Jean-Maurice Oulouma
- Born: March 12, 1983 (age 42)
- Height: 1.80 m (5 ft 11 in)
- Weight: 85 kg (187 lb; 13 st 5 lb)

Rugby union career
- Position(s): Centre, Wing

Senior career
- Years: Team / Apps / (Points)
- 2001–2006: RC Massy
- 2006–2007: US Bressane
- 2007–2009: FC Grenoble
- 2009–2011: Oyonnax Rugby
- 2011-: FCS Rumilly

International career
- Years: Team / Apps / (Points)
- Ivory Coast

= Jean-Maurice Oulouma =

Ivorian rugby union player

Jean-Maurice Oulouma (born 12 March 1983) is an Ivorian rugby union player. He plays as a centre or as a wing.
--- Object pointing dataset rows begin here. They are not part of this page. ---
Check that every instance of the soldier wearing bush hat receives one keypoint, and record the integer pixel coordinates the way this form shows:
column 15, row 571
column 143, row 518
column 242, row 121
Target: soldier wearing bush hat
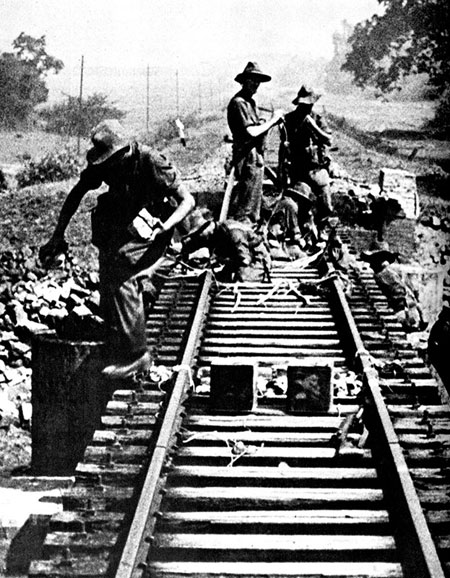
column 303, row 153
column 108, row 138
column 132, row 225
column 248, row 130
column 399, row 293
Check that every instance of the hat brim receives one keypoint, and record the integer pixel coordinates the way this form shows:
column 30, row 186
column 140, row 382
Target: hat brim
column 259, row 76
column 311, row 99
column 197, row 231
column 302, row 195
column 93, row 156
column 379, row 255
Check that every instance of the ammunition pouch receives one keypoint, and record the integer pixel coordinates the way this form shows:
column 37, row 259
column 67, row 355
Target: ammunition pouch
column 104, row 221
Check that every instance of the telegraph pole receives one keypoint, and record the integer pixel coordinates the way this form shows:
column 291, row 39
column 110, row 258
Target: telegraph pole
column 80, row 104
column 177, row 90
column 148, row 99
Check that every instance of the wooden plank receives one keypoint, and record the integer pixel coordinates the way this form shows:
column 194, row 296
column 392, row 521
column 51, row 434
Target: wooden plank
column 283, row 423
column 261, row 324
column 276, row 313
column 224, row 496
column 280, row 453
column 274, row 358
column 226, row 335
column 195, row 474
column 247, row 350
column 280, row 543
column 437, row 410
column 273, row 343
column 282, row 438
column 415, row 425
column 79, row 542
column 276, row 569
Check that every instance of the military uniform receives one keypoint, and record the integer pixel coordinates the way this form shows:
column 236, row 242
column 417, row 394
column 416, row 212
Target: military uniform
column 248, row 158
column 240, row 248
column 124, row 260
column 439, row 346
column 302, row 157
column 137, row 178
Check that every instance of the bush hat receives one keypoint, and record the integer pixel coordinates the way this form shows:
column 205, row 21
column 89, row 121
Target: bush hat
column 301, row 193
column 378, row 255
column 108, row 138
column 252, row 70
column 306, row 95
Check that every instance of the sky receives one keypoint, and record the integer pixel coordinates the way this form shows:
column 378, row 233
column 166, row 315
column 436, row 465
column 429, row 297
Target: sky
column 138, row 33
column 202, row 42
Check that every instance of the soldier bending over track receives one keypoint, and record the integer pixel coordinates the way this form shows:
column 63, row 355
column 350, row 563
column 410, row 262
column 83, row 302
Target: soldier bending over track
column 132, row 225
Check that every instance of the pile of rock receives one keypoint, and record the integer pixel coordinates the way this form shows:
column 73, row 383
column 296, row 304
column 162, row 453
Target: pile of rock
column 32, row 300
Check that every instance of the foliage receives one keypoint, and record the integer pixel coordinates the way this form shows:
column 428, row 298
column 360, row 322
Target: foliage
column 73, row 117
column 336, row 80
column 22, row 78
column 410, row 37
column 56, row 166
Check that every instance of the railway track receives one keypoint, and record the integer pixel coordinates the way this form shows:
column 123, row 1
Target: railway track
column 172, row 486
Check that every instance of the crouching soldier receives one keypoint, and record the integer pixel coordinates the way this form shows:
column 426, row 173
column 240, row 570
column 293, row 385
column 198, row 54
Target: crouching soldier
column 439, row 345
column 132, row 226
column 400, row 295
column 292, row 221
column 233, row 244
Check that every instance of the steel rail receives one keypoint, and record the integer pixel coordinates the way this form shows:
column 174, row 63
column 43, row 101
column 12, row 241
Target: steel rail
column 227, row 196
column 137, row 545
column 420, row 557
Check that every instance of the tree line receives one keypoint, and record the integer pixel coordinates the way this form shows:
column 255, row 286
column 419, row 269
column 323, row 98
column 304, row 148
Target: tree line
column 23, row 74
column 408, row 37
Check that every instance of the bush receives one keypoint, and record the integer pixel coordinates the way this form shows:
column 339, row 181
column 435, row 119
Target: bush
column 54, row 166
column 69, row 118
column 441, row 121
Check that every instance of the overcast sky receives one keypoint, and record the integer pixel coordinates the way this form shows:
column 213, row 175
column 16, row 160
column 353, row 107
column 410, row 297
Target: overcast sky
column 152, row 32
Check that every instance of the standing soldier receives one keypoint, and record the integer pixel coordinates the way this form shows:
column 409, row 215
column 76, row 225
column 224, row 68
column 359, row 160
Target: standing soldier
column 132, row 225
column 304, row 140
column 248, row 131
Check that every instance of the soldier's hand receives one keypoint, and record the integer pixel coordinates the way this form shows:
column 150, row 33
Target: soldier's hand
column 50, row 253
column 278, row 115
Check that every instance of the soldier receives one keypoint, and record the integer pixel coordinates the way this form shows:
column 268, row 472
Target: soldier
column 439, row 345
column 233, row 243
column 248, row 131
column 132, row 225
column 302, row 155
column 400, row 295
column 291, row 220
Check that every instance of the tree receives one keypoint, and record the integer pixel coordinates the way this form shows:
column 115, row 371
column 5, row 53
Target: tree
column 335, row 79
column 22, row 78
column 74, row 118
column 409, row 37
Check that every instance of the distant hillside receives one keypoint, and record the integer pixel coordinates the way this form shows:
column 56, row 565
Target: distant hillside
column 201, row 87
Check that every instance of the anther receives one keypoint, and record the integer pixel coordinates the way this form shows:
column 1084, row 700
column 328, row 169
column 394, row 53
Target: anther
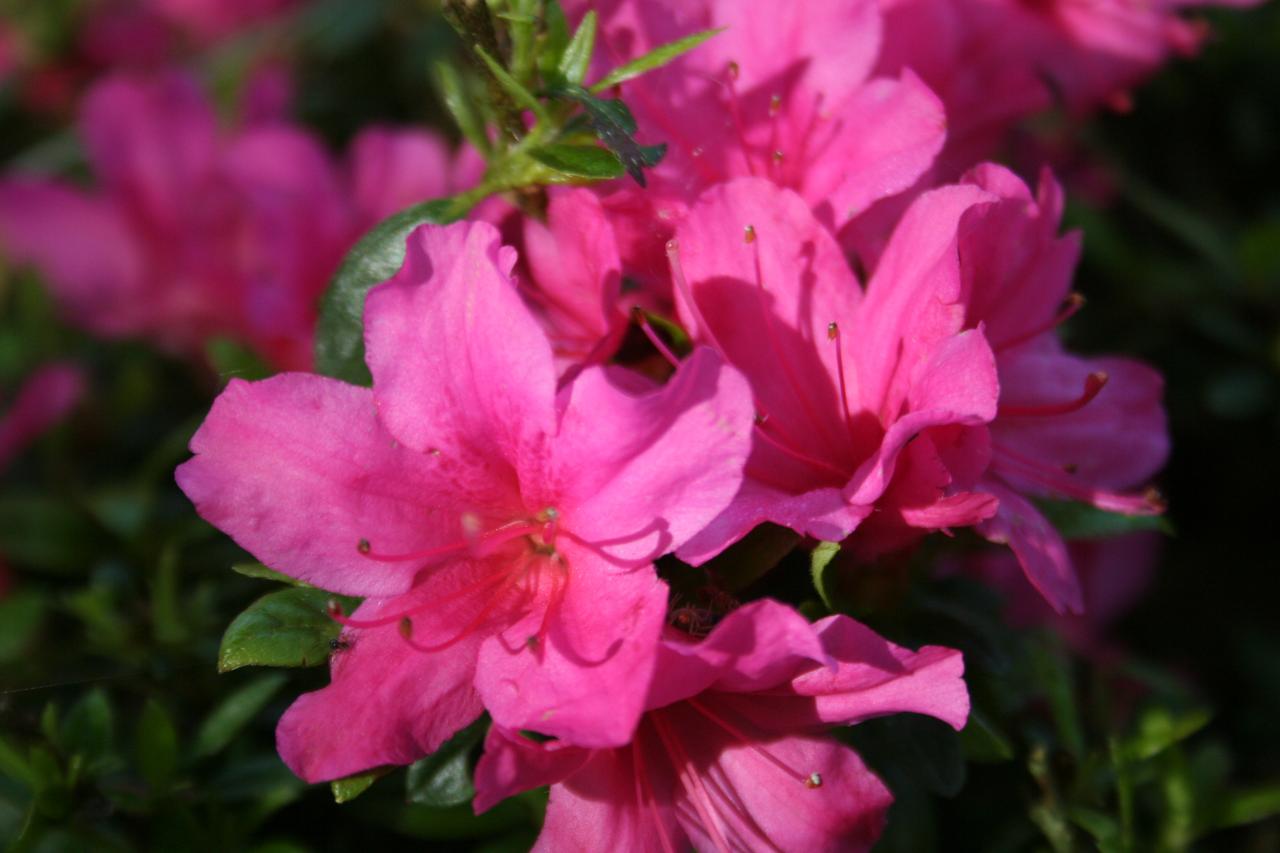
column 1093, row 386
Oulouma has been playing in France, where he moved aged 7 years old. He first played at RC Massy from his youth years, in 1990–91, being promoted to the first team in 2001–02, until 2005–06, moving then to US Bressane, in 2006–07, at the Fédérale 1, where he won the Jean Prat Trophy. Oulouma played two seasons at FC Grenoble (2007–08, 2008–09), at the Pro D2, and afterwards, two more seasons at Oyonnax Rugby (2009–10-2010–11], also at Pro D2. He plays at Football Club Sportif Rumilly since 2011–12, at Fédérale 1.

Oulouma plays for Ivory Coast since 2000.